"La situazione sta peggiorando. Gridate con noi che i diritti umani sono calpestati da persone che parlano in nome di Dio ma che non sanno nulla di Lui che è Amore, mentre loro agiscono spinti dal rancore e dall'odio.
Gridate: Oh! Signore, abbi misericordia dell'Uomo."

Mons. Shleimun Warduni
Baghdad, 19 luglio 2014

21 dicembre 2020

Restaurata la chiesa siro cattolica di Mar Toma a Mosul, ospiterà la Santa Messa il 26 dicembre.

By Baghdadhope*

Era il 3 luglio del 2018, il giorno dell'apostolo Tommaso che diffuse la parola del Vangelo in Mesopotamia,  quando in una Mosul che ancora nascondeva sotto le sue macerie i cadaveri dei morti per mano dell'ISIS e della guerra scatenata contro di essa ufficialmente conclusasi un anno prima, in una piccola chiesa nel centro della città, ancora senza altare e piena di macerie,
 si tenne la
 prima celebrazione cristiana dalla presa della città avvenuta nel 2014. La chiesa era quella siro cattolica di Mar Toma ed a guidare la celebrazione fu Mons. Butrous Moshe.
C'era, allora, ancora la speranza che la cacciata dei combattenti islamisti e quel gesto simbolico di riportare Cristo tra le macerie potesse segnare il ritorno dei cristiani mosulioti che dal 2003 ad ondate diverse avevano abbandonato la città, e la cui fuga di massa del 2014, quando dall'ISIS erano state date loro tre sole alternative: convertirsi, fuggire o rimanere pagando la "Jizia," la tassa di protezione prevista dall'Islam per i non islamici viventi nel suo territorio, aveva decretato la fine della comunità tanto da far ammettere all'allora arcivescovo caldeo, Mons.
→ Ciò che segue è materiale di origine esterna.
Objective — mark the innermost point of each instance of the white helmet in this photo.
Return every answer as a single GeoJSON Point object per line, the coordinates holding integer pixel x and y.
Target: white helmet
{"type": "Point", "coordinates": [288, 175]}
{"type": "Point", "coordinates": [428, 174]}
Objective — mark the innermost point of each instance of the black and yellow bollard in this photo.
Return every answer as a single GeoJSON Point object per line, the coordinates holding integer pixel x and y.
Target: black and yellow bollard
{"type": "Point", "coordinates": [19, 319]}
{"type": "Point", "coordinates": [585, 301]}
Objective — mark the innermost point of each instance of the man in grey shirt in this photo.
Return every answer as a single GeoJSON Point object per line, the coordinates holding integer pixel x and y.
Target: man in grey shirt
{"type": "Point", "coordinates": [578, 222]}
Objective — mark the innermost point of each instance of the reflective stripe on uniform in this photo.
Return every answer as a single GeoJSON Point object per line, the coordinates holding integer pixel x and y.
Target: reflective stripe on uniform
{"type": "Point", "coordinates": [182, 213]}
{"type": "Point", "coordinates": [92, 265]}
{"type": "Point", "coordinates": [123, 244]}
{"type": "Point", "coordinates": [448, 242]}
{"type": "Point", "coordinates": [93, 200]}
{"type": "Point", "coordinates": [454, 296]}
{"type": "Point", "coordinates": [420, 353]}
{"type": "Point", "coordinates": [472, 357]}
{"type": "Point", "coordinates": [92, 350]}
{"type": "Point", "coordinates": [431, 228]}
Emile Nona, che la sua diocesi "non esisteva più.
Vandalizzata, spogliata di tutto ciò che conteneva e trasformata in base militare, l'antichissima chiesa di Mar Toma (VIII secolo) ha resistito alla furia dell'ISIS e con il tempo, e l'aiuto di molti giovani volontari, cristiani e musulmani, ora è rinata tanto che, come annunciato da diverse fonti irachene, a lavori di ripristino ormai terminati il 26 dicembre sarà celebrata la Santa Messa cui sono invitati a partecipare tutti i fedeli ed anche coloro che, da Ankawa, sobborgo a maggioranza cristiana di Erbil, il capoluogo della regione autonoma del Kurdistan iracheno vorranno unirsi a che saranno portati a Mosul da autobus appositamente organizzati.  
Perchè è questo il vero problema di Mosul, e di tutto l'Iraq: i cristiani che hanno la forza e la voglia di tornare sono pochi e se è vero, come ha affermato il patriarca caldeo, il Cardinale Mar Louis Sako, che è impossibile che l'ISIS possa tornare a prendere il controllo di Mosul dove la gente ha sofferto troppo e non ne vuole più sentire parlare, è vero anche - e sono sempre le sue parole - che ci sono ancora gruppi fondamentalisti che ne predicano l'ideologia.
Ed è difficile convincere i cristiani a fidarsi dei nuovi anti-ISIS che, a parte delle eroiche eccezioni, non mossero un dito per difendere i vicini cristiani quando sulle loro porte apparve la lettera NUN che li segnalava come vittime predestinate. 
Cristiani che, si spera, possano prendere coraggio dalla visita che il Papa farà anche a Mosul nel corso del suo prossimo viaggio apostolico in Iraq a marzo ma che, di certo, spentasi l'eco di quell'evento vorranno di più che chiese restaurate e speranze; vorranno tornare ad essere abitanti di Mosul a tutti gli effetti, con tutti i diritti ed i doveri che i cittadini hanno, e soprattutto quello di essere difesi da uno stato che ancora oggi, a 17 anni e mezzo dallo scoppio della guerra, è lontano dall'essere normale e pacificato.